Un evento a conclusione delle iniziative dedicate al 50° anniversario degli attentati che colpirono Savona negli anni 1974-1975. L'appuntamento è per sabato 11 aprile alle 10,30 nella sala Rossa del Comune. Un momento di memoria e riconoscenza, con un taglio particolare, in cui una città unita desidera rendere grazie a tutti coloro che, in quei giorni drammatici, si mobilitarono con coraggio e spirito di servizio insieme a tutti i cittadini: le nostre Croci, i Vigili del Fuoco, i medici e gli infermieri del Pronto Soccorso dell’Ospedale San Paolo, la Polizia Municipale, la Polizia di Stato, i Carabinieri, la Guardia di Finanza. L’evento vedrà i rappresentati attuali di queste realtà tutti invitati, insieme ad alcuni testimoni soccorritori di allora, per condividere ricordi, esperienze e valori. Un incontro tra chi ha soccorso e chi è stato salvato.
Un grazie che attraversa il tempo. Un “mondo” abituato ad agire ogni giorno senza clamori ma che ha rappresentato e rappresenta un tessuto sociale importante.
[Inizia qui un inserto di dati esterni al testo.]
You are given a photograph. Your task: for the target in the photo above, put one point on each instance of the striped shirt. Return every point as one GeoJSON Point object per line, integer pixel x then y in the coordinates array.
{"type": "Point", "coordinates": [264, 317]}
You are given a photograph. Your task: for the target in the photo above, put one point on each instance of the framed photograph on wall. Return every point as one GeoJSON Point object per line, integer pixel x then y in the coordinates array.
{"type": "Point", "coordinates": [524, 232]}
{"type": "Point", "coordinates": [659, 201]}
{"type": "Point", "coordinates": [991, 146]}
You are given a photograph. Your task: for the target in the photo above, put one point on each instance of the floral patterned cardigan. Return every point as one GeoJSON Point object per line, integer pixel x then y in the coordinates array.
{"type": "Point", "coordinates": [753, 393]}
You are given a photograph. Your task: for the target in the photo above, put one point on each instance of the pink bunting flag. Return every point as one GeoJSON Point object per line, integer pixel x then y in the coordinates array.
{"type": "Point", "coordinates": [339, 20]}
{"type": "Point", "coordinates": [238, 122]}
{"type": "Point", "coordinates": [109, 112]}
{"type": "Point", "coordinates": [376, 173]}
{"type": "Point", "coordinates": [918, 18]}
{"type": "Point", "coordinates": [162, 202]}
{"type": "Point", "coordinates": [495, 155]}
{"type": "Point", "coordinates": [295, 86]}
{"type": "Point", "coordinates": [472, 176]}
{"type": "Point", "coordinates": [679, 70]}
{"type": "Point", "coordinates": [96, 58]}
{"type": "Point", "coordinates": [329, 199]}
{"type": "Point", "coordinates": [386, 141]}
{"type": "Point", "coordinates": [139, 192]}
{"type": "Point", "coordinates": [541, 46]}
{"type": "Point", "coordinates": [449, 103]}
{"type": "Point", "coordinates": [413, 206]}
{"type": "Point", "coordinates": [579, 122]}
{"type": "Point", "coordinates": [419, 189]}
Mezzo secolo dopo “le bombe di Savona” si chiude la serie di eventi che in questi mesi hanno ripercorso quelle giornate sotto ogni aspetto storico, politico, investigativo e sociale dedicando un evento a chi era impegnato nei soccorsi.
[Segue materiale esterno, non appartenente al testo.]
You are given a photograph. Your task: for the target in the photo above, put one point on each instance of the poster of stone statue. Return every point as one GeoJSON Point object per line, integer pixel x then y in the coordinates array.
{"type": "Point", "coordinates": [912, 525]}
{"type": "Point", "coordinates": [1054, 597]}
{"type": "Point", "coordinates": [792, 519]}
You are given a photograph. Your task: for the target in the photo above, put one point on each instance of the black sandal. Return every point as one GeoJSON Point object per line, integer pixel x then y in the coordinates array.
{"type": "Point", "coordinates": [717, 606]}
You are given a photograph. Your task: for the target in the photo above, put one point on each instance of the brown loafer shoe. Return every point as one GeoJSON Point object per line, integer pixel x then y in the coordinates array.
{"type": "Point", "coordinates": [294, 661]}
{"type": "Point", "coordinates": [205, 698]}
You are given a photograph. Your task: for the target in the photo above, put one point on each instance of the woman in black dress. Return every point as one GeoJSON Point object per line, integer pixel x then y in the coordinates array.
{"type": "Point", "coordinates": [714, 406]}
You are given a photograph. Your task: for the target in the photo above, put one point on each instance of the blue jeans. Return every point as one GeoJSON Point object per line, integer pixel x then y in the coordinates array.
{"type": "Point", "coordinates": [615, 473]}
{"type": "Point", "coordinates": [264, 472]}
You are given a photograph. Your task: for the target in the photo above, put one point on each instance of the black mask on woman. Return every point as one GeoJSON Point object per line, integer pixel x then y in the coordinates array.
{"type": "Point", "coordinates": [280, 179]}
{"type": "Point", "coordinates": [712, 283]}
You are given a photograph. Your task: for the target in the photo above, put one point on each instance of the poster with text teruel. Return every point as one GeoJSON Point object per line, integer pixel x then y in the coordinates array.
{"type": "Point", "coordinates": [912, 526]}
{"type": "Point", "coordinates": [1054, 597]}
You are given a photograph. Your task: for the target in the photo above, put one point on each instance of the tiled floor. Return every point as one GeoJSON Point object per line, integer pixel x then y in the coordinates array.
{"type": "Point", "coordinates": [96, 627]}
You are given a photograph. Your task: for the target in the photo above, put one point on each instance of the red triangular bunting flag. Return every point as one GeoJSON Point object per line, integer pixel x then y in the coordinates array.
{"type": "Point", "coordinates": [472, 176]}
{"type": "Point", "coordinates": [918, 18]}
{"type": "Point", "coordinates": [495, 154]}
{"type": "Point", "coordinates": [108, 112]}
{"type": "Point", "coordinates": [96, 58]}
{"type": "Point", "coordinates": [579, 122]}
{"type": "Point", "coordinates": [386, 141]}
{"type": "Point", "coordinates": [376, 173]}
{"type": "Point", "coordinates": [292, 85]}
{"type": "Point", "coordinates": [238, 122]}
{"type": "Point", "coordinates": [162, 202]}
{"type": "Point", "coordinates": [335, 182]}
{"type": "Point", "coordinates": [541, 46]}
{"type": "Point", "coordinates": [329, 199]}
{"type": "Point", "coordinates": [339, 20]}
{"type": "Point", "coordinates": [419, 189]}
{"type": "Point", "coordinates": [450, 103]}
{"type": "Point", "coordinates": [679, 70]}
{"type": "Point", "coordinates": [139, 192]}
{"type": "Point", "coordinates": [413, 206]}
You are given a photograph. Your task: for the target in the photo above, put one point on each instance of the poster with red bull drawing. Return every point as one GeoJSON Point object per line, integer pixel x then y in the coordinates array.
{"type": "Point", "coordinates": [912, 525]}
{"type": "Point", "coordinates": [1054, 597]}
Tra i testimoni di allora ci saranno volontari della Croce Bianca e Croce Rossa (Maurizio Turboni e Enrico Nicora), dei vigili del fuoco (Michele Costantini), della Polizia Municipale (gli allora Vigili Urbani con Domenico Danello), dell’allora pronto soccorso del San Paolo (Maria Mimma Bronzi e Mauro Selis, figlio di Giovanni Selis, uno dei medici della “mitica squadra” di personale medico e infermieristico del “vecchio San Paolo”), Oreste Leone dell’allora Squadra mobile della Questura di Savona e un ex ragazzo dell’epoca, Massimo Botta, allora studente del Liceo Scientifico, la prima scuola, seguita il giorno dopo dall’Itis Galileo Ferraris, a organizzare la vigilanza studentesca nelle scuole savonesi. Alcuni saranno in presenza, alcuni con video interviste in quanto impossibilitati ad essere presenti per la lontananza da Savona o per l’età.